Mes pas m'amenaient à des siècles de l'histoire. Des endroits qu'avaient côtoyés les plus grands poètes, artistes, et les gens de lettres. Cet esprit de penseur engagé, une manière profonde de réfléchir à des problèmes généraux. Certes, la politique était le vif tranchant. Triste était de constater, qu'un désert de culture l'avait remplacé par la fièvre d'un panache existentiel.

Les bâtisses n'étant plus ceux d'antan. Une épidémie de frime aiguë occupait l'orbite. Des noms stylisés aux Champs-Elysées. L'assoiffé du faussaire et de l'imitation vergogneuse. Le marché suit l'offre et la demande, et les locataires de ce pays ne voulant plus de cette identité collante, s'agrippaient à des griffes, peu importe d'être en série, ou que le design n'aille à la morphologie, l'essentiel étant d'être "In". Le corps n'a plus se charme recherché. Le pan d'un tissu pouvait suffire à habiller tout le corps, soit celui du haut, soit celui du bas. L'élégance vestimentaire des différents âges était en désuétude. Un bizarre phénomène d'inversion.

J'ai pris une place sur une véranda d'un café, qui se trouvait au cinquième étage. L'endroit ne m'était plus familier. J'avais gravé dans mes souvenirs, sa simplicité d'accueil, sa convivialité chaleureuse, ses couleurs chatoyantes. Il s'était reconverti au luxe froid, orné de quelques plantes sèches, et saturé d'une fumée salubre. Des jeunes visages tripotaient le virtuel sans relâche. Un écran couleur dotait d'un petit mécanisme avait chambardé la vie de la planète terre. Personne n'était à l'écoute de l'autre, tellement, les tâches gestuelles se faisaient mécaniquement. Les phrases étaient écourtées, insignifiantes et la plupart banales.
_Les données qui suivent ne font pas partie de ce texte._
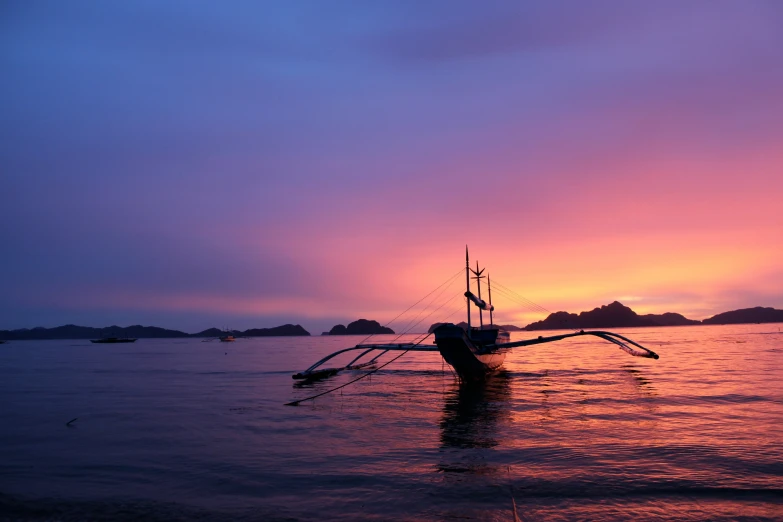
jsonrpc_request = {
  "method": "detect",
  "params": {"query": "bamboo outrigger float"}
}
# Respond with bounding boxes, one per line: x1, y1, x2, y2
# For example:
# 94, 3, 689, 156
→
292, 247, 658, 380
Je ne me reconnaissais plus, l'hallucination était affligeante. J'étais envahie par des tritures et des parasites électriques. Ces sue-sangs nous rangeaient le corps, ces vermines nous dévoraient le bonheur, nous sirotaient le plaisir des rencontres, se heurtaient à un tête-à-tête, bref, un mariage sans consentement. Le sourire s'était figé sur un calendrier d'avant la guerre. Un phénomène de société... plus personne ne sourit. 


Comment était la vie d'autrefois ??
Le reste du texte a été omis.